9 January

Where There Is Hope. When The Muse Comes

by Jon Katz
Where There Is Hope

Jenny Hare, a wonderful artist from England with a beautiful blog, wrote me this morning to talk about  photo I put up the other day, it zeroed in on the words “hope” and Jenny assumed I painted it, I did not. The artist is named LV Hull, a prolific folk artist who works and lives in Mississippi.

The words “hope” are actually part of a larger work.

Maria bought it during a trip through the South some years ago.

The point of her painting, in the form of a cross, is that wherever there is despair, there is also hope.

Above is the entire artwork, it sits out on our back porch, I am thinking of moving it into my study.

I’m reading a wonderful book about the Underground Railroad – titled The Underground Railroad –  by Colson Whithead, it is a novel,  it won the National Book Award and deservedly so, it is riveting and challenging and disturbing.
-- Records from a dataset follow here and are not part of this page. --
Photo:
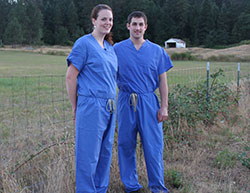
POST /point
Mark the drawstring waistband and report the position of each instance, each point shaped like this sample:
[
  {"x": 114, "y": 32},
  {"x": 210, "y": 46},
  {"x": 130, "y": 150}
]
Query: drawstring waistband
[
  {"x": 110, "y": 106},
  {"x": 133, "y": 100}
]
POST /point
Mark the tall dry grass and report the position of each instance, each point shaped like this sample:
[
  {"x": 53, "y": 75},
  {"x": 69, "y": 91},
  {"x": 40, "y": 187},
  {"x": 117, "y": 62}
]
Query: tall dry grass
[{"x": 51, "y": 169}]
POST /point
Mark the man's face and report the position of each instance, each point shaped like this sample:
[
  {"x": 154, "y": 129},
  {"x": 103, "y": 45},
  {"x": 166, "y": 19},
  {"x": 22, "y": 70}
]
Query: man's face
[{"x": 137, "y": 28}]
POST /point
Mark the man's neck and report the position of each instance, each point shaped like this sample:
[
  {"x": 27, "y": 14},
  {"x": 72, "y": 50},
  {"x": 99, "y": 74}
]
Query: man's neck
[{"x": 137, "y": 42}]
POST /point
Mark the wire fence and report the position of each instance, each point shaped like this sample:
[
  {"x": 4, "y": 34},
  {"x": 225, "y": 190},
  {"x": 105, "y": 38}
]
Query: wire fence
[{"x": 35, "y": 110}]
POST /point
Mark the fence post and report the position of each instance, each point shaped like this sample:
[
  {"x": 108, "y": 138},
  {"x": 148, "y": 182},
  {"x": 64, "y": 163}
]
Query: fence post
[
  {"x": 238, "y": 83},
  {"x": 238, "y": 77},
  {"x": 208, "y": 81}
]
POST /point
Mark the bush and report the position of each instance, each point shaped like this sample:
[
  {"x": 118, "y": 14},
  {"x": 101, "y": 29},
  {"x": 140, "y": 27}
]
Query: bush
[{"x": 189, "y": 106}]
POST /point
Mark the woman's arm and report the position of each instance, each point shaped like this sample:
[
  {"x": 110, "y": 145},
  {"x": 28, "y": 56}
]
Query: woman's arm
[{"x": 71, "y": 84}]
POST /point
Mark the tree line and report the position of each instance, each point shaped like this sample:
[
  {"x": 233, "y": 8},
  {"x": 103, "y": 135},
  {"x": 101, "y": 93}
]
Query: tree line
[{"x": 60, "y": 22}]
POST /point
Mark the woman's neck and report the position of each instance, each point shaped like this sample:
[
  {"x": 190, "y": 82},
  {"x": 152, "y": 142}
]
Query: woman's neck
[{"x": 99, "y": 38}]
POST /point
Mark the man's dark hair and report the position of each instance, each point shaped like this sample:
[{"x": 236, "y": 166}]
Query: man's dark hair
[{"x": 137, "y": 14}]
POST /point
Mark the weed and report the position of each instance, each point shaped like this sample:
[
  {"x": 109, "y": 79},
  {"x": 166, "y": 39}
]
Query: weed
[
  {"x": 225, "y": 159},
  {"x": 174, "y": 178}
]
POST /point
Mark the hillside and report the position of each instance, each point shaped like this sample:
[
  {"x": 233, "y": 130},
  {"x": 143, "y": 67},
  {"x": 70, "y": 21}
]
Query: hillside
[{"x": 238, "y": 53}]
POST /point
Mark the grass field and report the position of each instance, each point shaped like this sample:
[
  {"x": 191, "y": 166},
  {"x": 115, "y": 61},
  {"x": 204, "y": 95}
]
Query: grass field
[{"x": 37, "y": 133}]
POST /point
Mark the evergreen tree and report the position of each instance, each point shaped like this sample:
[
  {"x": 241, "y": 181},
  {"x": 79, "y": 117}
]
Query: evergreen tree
[
  {"x": 35, "y": 23},
  {"x": 13, "y": 33},
  {"x": 206, "y": 22},
  {"x": 5, "y": 8}
]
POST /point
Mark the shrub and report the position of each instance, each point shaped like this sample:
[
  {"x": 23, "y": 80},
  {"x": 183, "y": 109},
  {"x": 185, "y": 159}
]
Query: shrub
[{"x": 189, "y": 106}]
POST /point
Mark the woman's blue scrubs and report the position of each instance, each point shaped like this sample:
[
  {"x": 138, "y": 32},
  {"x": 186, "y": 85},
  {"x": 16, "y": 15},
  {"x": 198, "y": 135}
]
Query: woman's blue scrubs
[
  {"x": 95, "y": 117},
  {"x": 137, "y": 107}
]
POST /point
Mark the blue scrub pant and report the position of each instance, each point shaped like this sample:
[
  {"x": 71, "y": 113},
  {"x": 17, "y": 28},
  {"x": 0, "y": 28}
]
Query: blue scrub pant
[
  {"x": 143, "y": 120},
  {"x": 95, "y": 127}
]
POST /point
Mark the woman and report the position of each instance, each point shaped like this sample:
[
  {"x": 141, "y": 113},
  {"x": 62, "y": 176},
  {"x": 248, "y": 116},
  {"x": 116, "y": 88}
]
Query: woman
[{"x": 91, "y": 86}]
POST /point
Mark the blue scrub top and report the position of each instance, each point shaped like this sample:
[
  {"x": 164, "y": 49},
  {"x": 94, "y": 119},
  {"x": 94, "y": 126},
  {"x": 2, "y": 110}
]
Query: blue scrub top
[
  {"x": 97, "y": 67},
  {"x": 139, "y": 70}
]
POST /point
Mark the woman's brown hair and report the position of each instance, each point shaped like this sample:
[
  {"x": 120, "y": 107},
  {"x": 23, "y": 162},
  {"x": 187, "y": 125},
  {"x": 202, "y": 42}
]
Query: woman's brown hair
[{"x": 94, "y": 14}]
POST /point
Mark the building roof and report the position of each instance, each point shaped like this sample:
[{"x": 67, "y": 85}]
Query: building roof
[{"x": 175, "y": 40}]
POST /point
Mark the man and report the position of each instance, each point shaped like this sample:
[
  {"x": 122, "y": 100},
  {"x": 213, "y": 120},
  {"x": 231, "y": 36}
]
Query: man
[{"x": 142, "y": 67}]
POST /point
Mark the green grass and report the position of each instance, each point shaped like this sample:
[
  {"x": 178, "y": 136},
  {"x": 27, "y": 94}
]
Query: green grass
[{"x": 16, "y": 63}]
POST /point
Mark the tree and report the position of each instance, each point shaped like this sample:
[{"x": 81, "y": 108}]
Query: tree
[
  {"x": 35, "y": 23},
  {"x": 13, "y": 33},
  {"x": 5, "y": 8}
]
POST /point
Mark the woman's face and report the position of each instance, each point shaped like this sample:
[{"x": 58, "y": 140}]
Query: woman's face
[{"x": 104, "y": 21}]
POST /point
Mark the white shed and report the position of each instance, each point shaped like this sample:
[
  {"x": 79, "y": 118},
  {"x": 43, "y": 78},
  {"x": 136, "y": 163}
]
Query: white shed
[{"x": 175, "y": 43}]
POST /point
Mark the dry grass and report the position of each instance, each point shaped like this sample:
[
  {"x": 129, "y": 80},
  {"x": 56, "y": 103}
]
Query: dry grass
[
  {"x": 52, "y": 170},
  {"x": 238, "y": 53}
]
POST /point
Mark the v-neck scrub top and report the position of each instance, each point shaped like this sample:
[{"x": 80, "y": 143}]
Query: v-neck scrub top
[
  {"x": 139, "y": 70},
  {"x": 97, "y": 67}
]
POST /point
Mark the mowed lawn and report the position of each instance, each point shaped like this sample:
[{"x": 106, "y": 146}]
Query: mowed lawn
[{"x": 16, "y": 63}]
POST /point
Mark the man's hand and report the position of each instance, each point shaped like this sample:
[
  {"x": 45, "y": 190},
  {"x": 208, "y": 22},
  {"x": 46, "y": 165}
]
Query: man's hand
[{"x": 162, "y": 114}]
I was struck by the hope so many slaves clung to in the midst of unimaginable degradation and suffering, so much worse than the whiners in our political campaign on both sides have experienced. On her blog, Jenny, a former journalist and an author, wrote about the challenging of hope as an artist or creative person.

She panicked when she started work as a reporter, but a friend came over and told her to “Just write…anything, doesn’t matter what, just type something and you’ll be fine.”

It was good advice, and Jenny took it, it got her going. It still does. My photo of LV’s cross touched Jenny the other.
“When I began to paint just now,” Jenny wrote on her blog,”I realized that I was itching first to write. I asked the question, what do you want to write, Jenny? The answer was just that. Hope.”

Jenny wrote eloquently about the struggle of the artist and the creative to keep hope alive while also living securely in the world. I know this feeling. When you work alone, there is really no one to prop you up but you. I often write a book chapter and ask myself why anyone will care what I say, or sometimes dread rejection and irrelevance.

It is up to me to find hope. I feel the same way about the politics of the country now. I am  hopeful, good things come in all sorts of unexpected and unpredictable ways. I read about a teacher who has started a blog to spot fake and hateful news and alert advertisers to the fact that their ads are supporting bigotry and hatred. Often, he found, the advertisers, who give money to online marketers,  don’t know, and he has already been responsible for having 400 ads pulled from racist and anti-semitic websites.

He was shocked by his own success, one teacher sitting at his computer.

I think of one of the characters in Whitehead’s novel, she has seen her husband and family sold off, a friend have his hand chopped off for stealing, and lost many friends to starvation and overwork. She has been degraded and abused in every imaginable way, but she is grateful to be alive, and clings every day to her belief in a better life, a better future, a just world.

If she could do it (she is based on a real person), I can certainly do it in America in 2017. My own people were murdered and enslaved for many years, and here I am living a free and better life. I am grateful for that every day, no politician is going to take that from me.

Hope powers my writing, my blog, my photography, my love for Maria. I never dreamed that I would find love, I found it when I was 68. I never gave up on hoping for it. One day I might even have a raging international best-selling book. One can hope.

Jenny thanked me for writing about hope. “Now I will  paint for the sheer, joyous, love of it and my heart is already there on the canvas waiting for me to begin.

I loved Jenny’s paintings, they are beautiful and she has sold many of them. I love her discovery and re-discovery of hope. I commit myself to hope every single day, hope and creativity are two of the most important things in the world. They can life me up and they can lift others up.

How nice my photographs can lift up spirits so far away. They are angels, every one of them heading out into the world to do good. That’s why they are free.

There is good work to be done. My refugee family is arriving soon, and I am eager to mentor and support them, and hopefully show them as the vulnerable and good human beings they are, not as the demons some cast them as being. They have suffered enough.